Are Baristas Meaner in Portland?

I’m nice, I tip well…what gives?

At the cafe recently, two baristas ignored me for seven minutes to chat up the guy ahead of me. This is normal in Portland. When I travel, I'm stunned by how much better the service is, even in New York. I'm nice, I tip well…what gives?

—No Goddamned Respect

I'd be more sympathetic to your story, Respect, if it weren't for that suspiciously specific "seven minutes." It's almost like you timed the interaction in anticipation of complaining about it later.

But let's give you the benefit of the doubt and say you got dissed. Congratulations! You've been gored on the horns of a service-industry dilemma as old as Sysco itself.

Here's the pattern, as related to me by a midlevel restaurant manager who didn't want to see her name in the paper.

First, someone on Yelp—maybe even you!—grouses that the servers at Groat-Cluster Hut aren't friendly. Management resolves to hire friendly, engaging people!

Unfortunately, friendly engagement is time-consuming. (Say what you will about surly contempt, it's over in a hurry.) Soon, everybody in line behind the engaged party—maybe even you!—is on Yelp complaining about the chatty, slow service. Lather, rinse, repeat.

Theoretically, you could just hire people who can engage and be fast at the same time. But let's be realistic: Anybody who can kiss that many asses, that quickly, is so primed for success in the American workplace that they don't need your crappy restaurant job.
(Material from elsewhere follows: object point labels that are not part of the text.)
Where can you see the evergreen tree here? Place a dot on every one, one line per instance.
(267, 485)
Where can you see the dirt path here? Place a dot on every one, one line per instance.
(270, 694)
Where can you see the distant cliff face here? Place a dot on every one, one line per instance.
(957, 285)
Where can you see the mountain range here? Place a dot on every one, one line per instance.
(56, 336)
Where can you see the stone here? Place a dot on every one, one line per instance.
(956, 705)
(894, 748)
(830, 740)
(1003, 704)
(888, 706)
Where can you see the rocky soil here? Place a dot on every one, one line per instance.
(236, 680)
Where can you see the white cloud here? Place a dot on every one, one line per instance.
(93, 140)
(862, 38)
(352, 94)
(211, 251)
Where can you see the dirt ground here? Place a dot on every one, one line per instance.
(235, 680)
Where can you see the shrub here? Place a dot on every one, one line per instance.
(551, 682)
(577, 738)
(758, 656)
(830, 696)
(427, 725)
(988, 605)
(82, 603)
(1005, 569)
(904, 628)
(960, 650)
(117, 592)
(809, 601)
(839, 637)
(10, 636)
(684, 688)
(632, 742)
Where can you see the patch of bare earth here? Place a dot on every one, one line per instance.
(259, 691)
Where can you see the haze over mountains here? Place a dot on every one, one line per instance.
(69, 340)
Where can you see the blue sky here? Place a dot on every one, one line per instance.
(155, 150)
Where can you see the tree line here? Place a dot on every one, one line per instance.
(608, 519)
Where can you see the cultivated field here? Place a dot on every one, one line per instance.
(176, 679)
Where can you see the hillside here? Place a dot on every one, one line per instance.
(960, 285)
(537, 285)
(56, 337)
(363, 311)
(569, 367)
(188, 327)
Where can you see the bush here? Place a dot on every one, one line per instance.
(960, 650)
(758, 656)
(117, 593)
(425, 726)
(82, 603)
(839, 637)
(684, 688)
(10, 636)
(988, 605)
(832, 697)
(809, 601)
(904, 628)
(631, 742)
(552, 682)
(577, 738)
There are exceptions to this rule, of course—but mostly in high-tipping markets where a restaurant job can compete with other professions. (New York City, for the record, was the highest-tipping city in America in a 2013 survey.)

Count your blessings, Respect. Soon enough, the Mr. Pinks of the world will abolish tipping, and your cafe experience will combine the charm of a bail hearing with the blistering efficiency of a trip to the DMV. Live the now.